In the South
It will be a sad day for Tokanui School teacher Maree Gorman when she walks out of the school gates for the last time after 20 years of teaching new entrants at the school.
She finds comfort in knowing she is leaving behind a legacy of smiles, as the thing she will miss most is her pupils leaving the classroom with a smile.
Mrs Gorman said she had seen many pupils pass through her classroom and seeing many of them return for her farewell this month bought a tear to her eye.
''It was amazing to see them all come back, but now I have time to spend with family,'' she said.
She joked that she would be able to make her husband's lunch after listening to him go on about it throughout her teaching career.

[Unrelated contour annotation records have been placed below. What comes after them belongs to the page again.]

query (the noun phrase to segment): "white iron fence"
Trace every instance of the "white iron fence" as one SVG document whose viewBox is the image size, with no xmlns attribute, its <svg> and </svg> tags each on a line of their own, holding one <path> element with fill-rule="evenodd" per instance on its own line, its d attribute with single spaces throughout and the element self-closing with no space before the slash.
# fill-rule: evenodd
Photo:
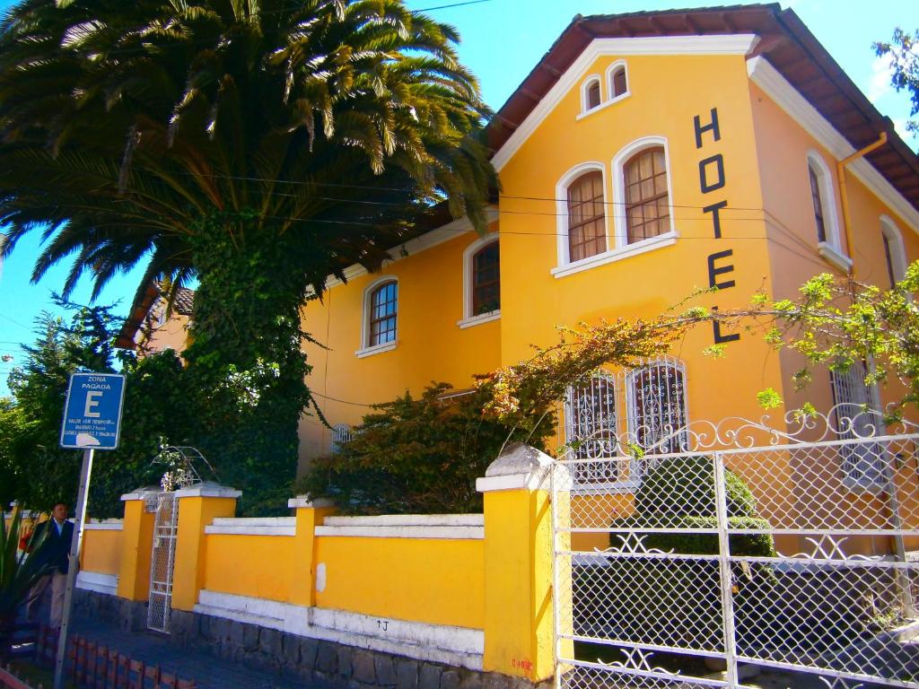
<svg viewBox="0 0 919 689">
<path fill-rule="evenodd" d="M 560 689 L 919 687 L 919 433 L 840 410 L 783 425 L 557 462 Z"/>
<path fill-rule="evenodd" d="M 155 511 L 153 546 L 150 562 L 147 628 L 168 634 L 169 619 L 172 615 L 176 535 L 178 529 L 178 500 L 176 499 L 176 493 L 158 493 Z"/>
</svg>

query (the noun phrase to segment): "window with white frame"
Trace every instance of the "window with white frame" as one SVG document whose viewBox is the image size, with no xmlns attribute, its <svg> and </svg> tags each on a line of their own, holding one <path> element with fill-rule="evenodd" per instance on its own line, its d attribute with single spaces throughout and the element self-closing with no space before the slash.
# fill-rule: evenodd
<svg viewBox="0 0 919 689">
<path fill-rule="evenodd" d="M 616 379 L 597 373 L 585 385 L 571 388 L 565 400 L 565 435 L 574 459 L 597 462 L 572 465 L 576 483 L 619 480 L 617 456 Z M 607 460 L 607 461 L 602 461 Z"/>
<path fill-rule="evenodd" d="M 399 283 L 380 277 L 364 289 L 364 312 L 360 326 L 358 357 L 394 349 L 399 311 Z"/>
<path fill-rule="evenodd" d="M 501 315 L 501 247 L 497 233 L 471 243 L 463 252 L 463 318 L 460 328 Z"/>
<path fill-rule="evenodd" d="M 332 444 L 329 453 L 337 455 L 342 451 L 342 446 L 354 438 L 354 431 L 347 424 L 335 424 L 332 426 Z"/>
<path fill-rule="evenodd" d="M 581 112 L 585 113 L 599 107 L 603 102 L 600 92 L 600 77 L 591 74 L 581 85 Z"/>
<path fill-rule="evenodd" d="M 609 89 L 610 100 L 618 100 L 629 95 L 629 74 L 624 60 L 618 60 L 609 65 L 607 70 L 607 87 Z"/>
<path fill-rule="evenodd" d="M 852 487 L 876 488 L 884 485 L 884 448 L 870 440 L 882 432 L 880 417 L 870 410 L 871 389 L 865 382 L 865 365 L 855 361 L 846 370 L 830 371 L 833 406 L 837 436 L 850 441 L 839 446 L 843 480 Z"/>
<path fill-rule="evenodd" d="M 568 185 L 568 260 L 572 263 L 607 250 L 603 172 L 589 170 Z"/>
<path fill-rule="evenodd" d="M 906 250 L 903 235 L 893 220 L 886 215 L 880 217 L 880 237 L 884 244 L 884 261 L 887 277 L 892 288 L 906 277 Z"/>
<path fill-rule="evenodd" d="M 648 361 L 626 377 L 629 434 L 650 454 L 679 452 L 686 446 L 686 370 L 676 359 Z"/>
<path fill-rule="evenodd" d="M 807 154 L 807 175 L 817 251 L 840 270 L 848 270 L 852 261 L 842 253 L 836 200 L 833 194 L 833 175 L 816 151 L 810 151 Z"/>
</svg>

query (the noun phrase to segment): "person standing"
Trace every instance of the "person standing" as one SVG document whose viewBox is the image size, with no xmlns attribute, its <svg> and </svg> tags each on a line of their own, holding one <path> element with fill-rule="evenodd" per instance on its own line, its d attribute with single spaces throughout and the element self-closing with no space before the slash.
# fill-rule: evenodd
<svg viewBox="0 0 919 689">
<path fill-rule="evenodd" d="M 70 569 L 70 546 L 74 540 L 74 523 L 67 519 L 67 503 L 57 503 L 51 511 L 51 518 L 35 527 L 36 538 L 41 537 L 40 530 L 47 529 L 39 551 L 39 562 L 51 568 L 49 573 L 32 587 L 27 614 L 35 619 L 41 595 L 45 589 L 51 587 L 51 626 L 57 629 L 63 617 L 63 596 L 67 587 L 67 570 Z"/>
</svg>

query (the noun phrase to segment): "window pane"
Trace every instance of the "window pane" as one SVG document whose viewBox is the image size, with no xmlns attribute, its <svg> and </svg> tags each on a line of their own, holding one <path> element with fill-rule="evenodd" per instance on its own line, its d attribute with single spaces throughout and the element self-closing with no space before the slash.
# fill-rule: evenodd
<svg viewBox="0 0 919 689">
<path fill-rule="evenodd" d="M 613 73 L 613 96 L 618 97 L 628 90 L 626 85 L 626 68 L 620 67 Z"/>
<path fill-rule="evenodd" d="M 626 225 L 630 243 L 655 237 L 668 231 L 670 217 L 667 169 L 664 149 L 642 151 L 626 164 Z"/>
<path fill-rule="evenodd" d="M 396 339 L 396 283 L 387 282 L 370 295 L 369 346 L 385 344 Z"/>
<path fill-rule="evenodd" d="M 493 242 L 472 256 L 472 313 L 477 316 L 501 308 L 500 248 Z"/>
<path fill-rule="evenodd" d="M 568 255 L 571 261 L 607 250 L 603 175 L 589 172 L 568 187 Z"/>
</svg>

''I'll spend my time trying to be a good wife,'' she said, laughing.
Each year, on average, the new entrants class would have about 17 pupils and all had played some part on Mrs Gorman's life.
The school is very family-oriented place, and that is what she loved about it, she said.
Technology had played the biggest part in the changing of Tokanui School but Mrs Gorman said she went with the flow and taught herself what she needed to know.
Teaching in general had also changed as the standards expected of pupils nowadays had been raised.
''Every pupil is different, and they will all get there at some stage,'' she said.
She thanked the school's principal, Kate Stevenson, who she had worked with over the years and admired her passion for the children and the community.
''I am leaving behind some lovely memories, but I will miss the kids walking into my class in the mornings,she said.
Mrs Gorman now has one goal when she retires from a career she enjoyed every day.
''I want to get a donkey, but I'll have to sneak it on to the farm,'' she said.